前回は簡単に「会話の協調の原理」についてみてきました。ここでは、いくつか例を通して考えていくことにしましょう。その前に復習です。

会話の協調の原理(Cooperative Principle)

グライスは、わたしたちは協調しながらコミュニケーションを行なっているということを前提に次のようなことを言っています。


Make your conversational contribution such as is required, at the stage at which it occurs, by the accepted purpose or direction of the talk exchange in which you are engaged. (Grice, 1975)

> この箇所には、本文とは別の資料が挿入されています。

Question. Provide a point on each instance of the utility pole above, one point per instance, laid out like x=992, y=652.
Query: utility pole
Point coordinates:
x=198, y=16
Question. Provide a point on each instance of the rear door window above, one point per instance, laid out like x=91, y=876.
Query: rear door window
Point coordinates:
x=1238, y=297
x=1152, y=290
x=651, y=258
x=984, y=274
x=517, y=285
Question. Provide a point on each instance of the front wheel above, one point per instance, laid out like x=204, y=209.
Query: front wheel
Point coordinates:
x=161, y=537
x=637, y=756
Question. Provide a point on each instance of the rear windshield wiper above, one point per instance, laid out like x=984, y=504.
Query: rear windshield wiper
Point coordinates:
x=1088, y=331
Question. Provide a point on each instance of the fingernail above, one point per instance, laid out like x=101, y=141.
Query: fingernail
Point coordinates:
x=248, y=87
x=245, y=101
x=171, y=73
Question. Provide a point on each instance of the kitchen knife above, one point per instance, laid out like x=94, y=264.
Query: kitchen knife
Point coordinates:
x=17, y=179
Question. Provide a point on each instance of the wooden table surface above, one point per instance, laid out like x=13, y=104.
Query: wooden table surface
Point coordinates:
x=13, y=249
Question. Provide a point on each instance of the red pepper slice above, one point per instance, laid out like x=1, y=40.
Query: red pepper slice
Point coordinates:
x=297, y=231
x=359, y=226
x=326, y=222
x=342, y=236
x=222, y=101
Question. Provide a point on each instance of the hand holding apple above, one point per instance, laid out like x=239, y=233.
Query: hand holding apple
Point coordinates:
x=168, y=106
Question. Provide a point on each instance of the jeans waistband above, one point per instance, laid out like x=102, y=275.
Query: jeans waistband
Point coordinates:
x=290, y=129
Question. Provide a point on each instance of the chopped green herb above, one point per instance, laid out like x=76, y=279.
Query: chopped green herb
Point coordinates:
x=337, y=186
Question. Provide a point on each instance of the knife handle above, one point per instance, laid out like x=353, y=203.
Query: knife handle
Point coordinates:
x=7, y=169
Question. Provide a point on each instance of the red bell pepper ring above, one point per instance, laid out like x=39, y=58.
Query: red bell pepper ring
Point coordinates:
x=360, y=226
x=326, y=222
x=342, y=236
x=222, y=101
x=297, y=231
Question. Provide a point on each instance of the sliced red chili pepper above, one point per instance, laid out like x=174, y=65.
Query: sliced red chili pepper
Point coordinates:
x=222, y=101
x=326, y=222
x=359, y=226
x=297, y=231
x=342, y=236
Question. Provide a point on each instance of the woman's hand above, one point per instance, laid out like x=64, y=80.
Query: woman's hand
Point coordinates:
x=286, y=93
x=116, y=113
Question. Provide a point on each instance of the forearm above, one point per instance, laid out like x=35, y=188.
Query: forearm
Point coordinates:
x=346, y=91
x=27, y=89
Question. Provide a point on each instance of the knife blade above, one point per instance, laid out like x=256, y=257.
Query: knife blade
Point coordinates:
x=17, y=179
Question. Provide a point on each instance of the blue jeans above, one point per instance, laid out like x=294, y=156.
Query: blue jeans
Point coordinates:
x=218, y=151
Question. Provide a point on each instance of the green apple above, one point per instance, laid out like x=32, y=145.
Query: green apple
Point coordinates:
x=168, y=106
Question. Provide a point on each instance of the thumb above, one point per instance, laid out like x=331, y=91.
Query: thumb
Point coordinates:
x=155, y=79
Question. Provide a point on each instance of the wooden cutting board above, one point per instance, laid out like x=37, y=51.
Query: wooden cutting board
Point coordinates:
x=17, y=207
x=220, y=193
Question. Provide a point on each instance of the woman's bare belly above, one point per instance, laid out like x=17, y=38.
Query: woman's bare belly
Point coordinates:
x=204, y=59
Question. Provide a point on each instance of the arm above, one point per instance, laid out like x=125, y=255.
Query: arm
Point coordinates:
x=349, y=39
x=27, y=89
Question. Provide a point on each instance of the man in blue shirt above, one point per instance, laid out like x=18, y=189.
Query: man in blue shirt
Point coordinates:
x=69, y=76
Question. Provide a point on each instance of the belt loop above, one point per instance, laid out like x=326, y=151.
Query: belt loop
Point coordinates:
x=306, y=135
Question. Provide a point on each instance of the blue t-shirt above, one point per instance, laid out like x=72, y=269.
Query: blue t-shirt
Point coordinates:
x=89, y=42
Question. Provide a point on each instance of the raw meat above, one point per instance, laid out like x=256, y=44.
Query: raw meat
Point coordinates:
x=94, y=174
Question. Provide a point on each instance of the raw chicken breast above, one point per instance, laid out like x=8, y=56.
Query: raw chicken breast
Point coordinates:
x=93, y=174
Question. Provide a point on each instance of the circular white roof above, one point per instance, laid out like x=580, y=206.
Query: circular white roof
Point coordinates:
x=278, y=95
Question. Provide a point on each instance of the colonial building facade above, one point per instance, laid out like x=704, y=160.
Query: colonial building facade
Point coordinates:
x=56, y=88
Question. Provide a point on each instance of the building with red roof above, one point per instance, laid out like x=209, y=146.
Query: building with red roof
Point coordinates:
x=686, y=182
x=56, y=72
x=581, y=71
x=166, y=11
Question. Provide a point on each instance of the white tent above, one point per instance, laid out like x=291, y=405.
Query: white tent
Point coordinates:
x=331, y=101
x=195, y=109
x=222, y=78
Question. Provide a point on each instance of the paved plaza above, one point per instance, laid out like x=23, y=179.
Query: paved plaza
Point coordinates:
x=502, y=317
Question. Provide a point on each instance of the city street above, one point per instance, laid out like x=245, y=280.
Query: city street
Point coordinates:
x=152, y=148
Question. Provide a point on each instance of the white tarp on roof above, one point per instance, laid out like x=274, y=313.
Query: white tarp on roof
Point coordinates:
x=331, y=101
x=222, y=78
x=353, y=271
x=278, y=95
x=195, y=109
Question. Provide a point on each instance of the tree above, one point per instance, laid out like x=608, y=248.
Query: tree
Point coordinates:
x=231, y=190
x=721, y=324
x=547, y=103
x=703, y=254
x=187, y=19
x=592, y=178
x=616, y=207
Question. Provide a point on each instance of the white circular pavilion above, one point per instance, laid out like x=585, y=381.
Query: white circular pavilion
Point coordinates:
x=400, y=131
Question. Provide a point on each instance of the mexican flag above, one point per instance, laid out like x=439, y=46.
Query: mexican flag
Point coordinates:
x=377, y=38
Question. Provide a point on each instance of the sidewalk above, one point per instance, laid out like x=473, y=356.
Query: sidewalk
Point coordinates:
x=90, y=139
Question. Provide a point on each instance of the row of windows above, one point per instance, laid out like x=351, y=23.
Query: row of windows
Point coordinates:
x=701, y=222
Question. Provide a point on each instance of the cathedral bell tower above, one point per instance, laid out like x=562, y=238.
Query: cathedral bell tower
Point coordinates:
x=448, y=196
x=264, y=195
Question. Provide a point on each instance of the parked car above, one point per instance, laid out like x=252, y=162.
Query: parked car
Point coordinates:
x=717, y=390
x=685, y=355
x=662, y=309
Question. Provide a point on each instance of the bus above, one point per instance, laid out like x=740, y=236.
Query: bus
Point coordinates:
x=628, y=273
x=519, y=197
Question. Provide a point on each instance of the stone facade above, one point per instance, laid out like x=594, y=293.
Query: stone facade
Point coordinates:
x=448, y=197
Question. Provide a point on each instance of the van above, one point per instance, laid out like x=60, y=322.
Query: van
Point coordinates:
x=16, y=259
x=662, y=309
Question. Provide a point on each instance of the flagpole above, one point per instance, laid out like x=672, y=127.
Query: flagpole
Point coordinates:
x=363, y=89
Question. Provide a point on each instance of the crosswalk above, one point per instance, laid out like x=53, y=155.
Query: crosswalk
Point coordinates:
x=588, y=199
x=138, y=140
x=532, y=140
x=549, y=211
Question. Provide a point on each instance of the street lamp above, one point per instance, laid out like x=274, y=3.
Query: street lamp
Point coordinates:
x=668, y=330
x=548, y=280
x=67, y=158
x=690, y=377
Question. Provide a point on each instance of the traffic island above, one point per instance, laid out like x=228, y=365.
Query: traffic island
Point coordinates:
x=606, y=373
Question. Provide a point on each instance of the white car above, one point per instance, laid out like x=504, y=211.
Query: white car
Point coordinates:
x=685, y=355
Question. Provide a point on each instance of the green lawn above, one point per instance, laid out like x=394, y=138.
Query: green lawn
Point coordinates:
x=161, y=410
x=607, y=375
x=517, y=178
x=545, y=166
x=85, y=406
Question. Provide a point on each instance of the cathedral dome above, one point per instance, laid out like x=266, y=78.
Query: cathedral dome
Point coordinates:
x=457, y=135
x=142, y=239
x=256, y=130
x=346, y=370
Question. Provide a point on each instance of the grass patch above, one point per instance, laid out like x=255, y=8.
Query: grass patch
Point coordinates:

グライスは、自分が参加している会話では、その会話で目指しているとされているもので必要とされているような貢献をしなさいということを提示しています。

そして、会話の協調の原理には4つの規則があり、その規則をもとにして私たちはコミュニケーションを行なっていると考えています。

量の規則:必要なことだけ言いなさい。
質の規則:正しいことだけ言いなさい。
関係性の規則:関係のあることを言いなさい。
伝え方の規則:簡潔に、順序立てて言いなさい。

では次のような例から考えていきましょう。

[期末テスト直前に生徒が科目担当の先生にたいして]
生徒:先生、期末には教科書30ページの問題から出題しましたか?
先生:え?知らないよ。ちゃんと試験範囲勉強しとけ。
生徒:そうなの、教えてくれたっていいじゃん。
先生:教えられるわけないだろ。

本当に先生は出題内容を知らないのでしょうか?そうではないですね。本当は知っていて、公平性の観点から「うん、そこから問題を出しているよ」ということはできません。ですので、あえて生徒の質問にきちんと答えていないのです。つまり、先生は意図的に「質の規則」に違反した答えをしています。このように意図的に規則を破るには先生には理由があったのです。それが、上述したように、公平性の観点から教えられないというものです。先生は文字通り、試験の内容を知らないわけではなく、知っていても教えられないということを暗に生徒に伝えているのです。これを発話の含意(implicature)と言います。ですので、生徒は「教えてくれたっていいじゃん」と、先生は試験問題の内容を知っているのに教えてくれないと思って、そのような発話をしたのです。つまり、先生の発話の含意を生徒がきちんと理解したのです。

次の例はどうでしょうか?

[授業が終わって教室を出た直後の学生徒同士の会話]
学生A:今の授業、全然わからなかった?というか、あの先生、いつも嫌味ばかり言って好きになれないんだけど。どう思う?
学生B: (教室から先生が出てくることに気がついて)お昼、学食で食べない?
学生A:・・・
学生B:あ、先生、お疲れ様でした。
学生A:そういうことね。

学生Bの発話は学生Aの「どう思う?」に対して全く的を射た答えになっていませんね。「関係性の規則」を意図的に破っているのです。その理由は、Aが先生の悪口を言っており、自分も同調したいけれど、先生の姿を見て聞こえてはまずいと思い、とっさに話題を変えたのです。今までの話の流れと全く関係のない話をしている時点で学生Aはその理由について全くわからなかったのですが、学生Bが先生に挨拶をした時点でその理由がわかったのです。それが「そういうことね」という発話に現れています。つまり、学生Bの発話は、別に学食でお昼を食べたいということを伝達しているのではなく、話題を変えたかったという意図を込めた発話になっていると言えます。
というところで今日はここまで。次回ももう少し考えてみたいと思います。